The second chapter titled ‘Functionality, Designing and Executing of Walking Tours’ introduces heritage walks as a category of living exhibits and goes into an lengthy discussion on the methodology of designing and executing the walks. The author places walking tours in comparison to other specific examples of living exhibits on India to present the tours as a new category by virtue of their being organised in naturally existent cultural spaces. Through a series of examples, she goes on to discuss the possibilities and challenges of thus curating heritage in its natural habitat by medium of the walks. Here the methodology she uses is of personal ethnography where she draws extensively on her experiences organising walking tours in Delhi. A key idea that she illustrates thus is that the same heritagescape can be viewed through multiple perspectives by medium of the walks. The term ‘applied heritage’ is used to describe this technique as a means to address various contemporary concerns.
The third chapter is an elaboration of the term ‘study leader’ to denote the person who design and lead the walking tours.
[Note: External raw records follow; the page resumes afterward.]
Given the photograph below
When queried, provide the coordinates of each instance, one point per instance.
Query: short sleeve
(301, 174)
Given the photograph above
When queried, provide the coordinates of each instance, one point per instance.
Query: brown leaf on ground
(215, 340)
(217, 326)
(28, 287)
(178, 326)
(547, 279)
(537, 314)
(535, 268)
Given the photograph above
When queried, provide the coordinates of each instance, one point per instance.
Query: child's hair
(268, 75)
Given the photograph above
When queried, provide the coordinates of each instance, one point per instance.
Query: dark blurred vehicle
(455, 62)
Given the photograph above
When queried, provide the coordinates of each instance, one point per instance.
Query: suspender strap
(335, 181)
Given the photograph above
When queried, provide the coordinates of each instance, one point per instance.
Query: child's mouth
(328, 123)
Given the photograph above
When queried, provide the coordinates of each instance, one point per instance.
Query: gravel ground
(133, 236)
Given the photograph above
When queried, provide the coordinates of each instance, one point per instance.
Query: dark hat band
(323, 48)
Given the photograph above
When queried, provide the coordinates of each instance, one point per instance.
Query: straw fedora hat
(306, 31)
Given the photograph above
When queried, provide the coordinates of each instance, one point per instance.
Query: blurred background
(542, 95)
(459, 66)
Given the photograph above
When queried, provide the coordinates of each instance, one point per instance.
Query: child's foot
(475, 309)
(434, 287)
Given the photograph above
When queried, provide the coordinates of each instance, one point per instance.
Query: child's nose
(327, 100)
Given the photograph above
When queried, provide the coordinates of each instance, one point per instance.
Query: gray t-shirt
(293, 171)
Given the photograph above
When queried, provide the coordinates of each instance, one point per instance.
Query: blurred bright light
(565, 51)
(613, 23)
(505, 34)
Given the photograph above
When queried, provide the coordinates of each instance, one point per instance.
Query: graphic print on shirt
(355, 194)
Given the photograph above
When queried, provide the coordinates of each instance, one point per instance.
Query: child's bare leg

The study leader needs to be a multi-skilled professional who is at once a public intellectual, an imaginative story teller and both a performer and producer of the exhibit. She needs to be an effective manager of the participation of the community representatives or ‘tradition bearers’ as well as that of the participants in the performance and be adept in dealing with unexpected situations that can arise in the course. The author illustrates her arguments again by drawing on her personal repertoire of professional experience. She argues that the role of the study leader as a public intellectual ruptures the idea of academics as confined to institutions and creates for it a new domain of the public arena.
Walking tours are examined as a profit-generating enterprise in a free market economy in the fourth chapter. The focus here is exclusively on private initiatives. The author conceives of the entire activity as a system and discusses in detail the inputs, operations and outputs that defines its economy. These include working out the multiple aspects of logistics and strategies of marketing and brand management and follow-up programs. Walking tours as a part of cultural industry is seen to feed into other economic activities of cultural display and representation operating within the same market logic.
Finally, the author places walking exhibits in the emergent global economic and social order as a mode by which the image or multiple images of the nation is ‘brokered’. The images of the nation thus brokered, she contends, allows multi- level links with the global culture and thereby serves as a tool of cultural diplomacy. Similarly it is seen to communicate cultural heterogeneity in a world that increasingly tends towards homogenisation.
For professionals in the field of cultural tourism, the work offers a very thorough presentation of the theory and practice of the relatively less explored field of heritage walks. The dynamic role of the study leader as a specialised professional is particularly well illustrated through the examples drawn from the author’s long career in organising and conducting the walks.
However, the idea of producing heritage as living exhibits for touristic consumption raises important concerns that are not addressed in the work. The incorporation of heritage in to the touristic imagery and more specifically global touristic imagery creates specific demands on heritage which it is expected to cater. The efforts on part of the author to break the stereotype of global terror associated with Muslims in a walk to introduce school children to lived Islamic culture can be taken as an example. The young Sufi singers who are part of this living exhibit are inadvertently participating in the narrative where only the study leader has a pro- active role. I take this example to suggest that in touristic consumption of heritage as in the case of living exhibits it is the consumer (in this case the participant) or the mediator (in this case the study leader) who has a greater stake in what is presented. The community representative on the other hand has relegated roles, like that of the tradition bearer, that (s)he is expected to perform. While the author emerges in the discussion as study leader sensitive to the sensibilities of the communities involved, a more critical interrogation into the idea of living exhibits is called for.
The book has an attractive production made lively by the sketches of the heritage sites and scenes discussed in the work.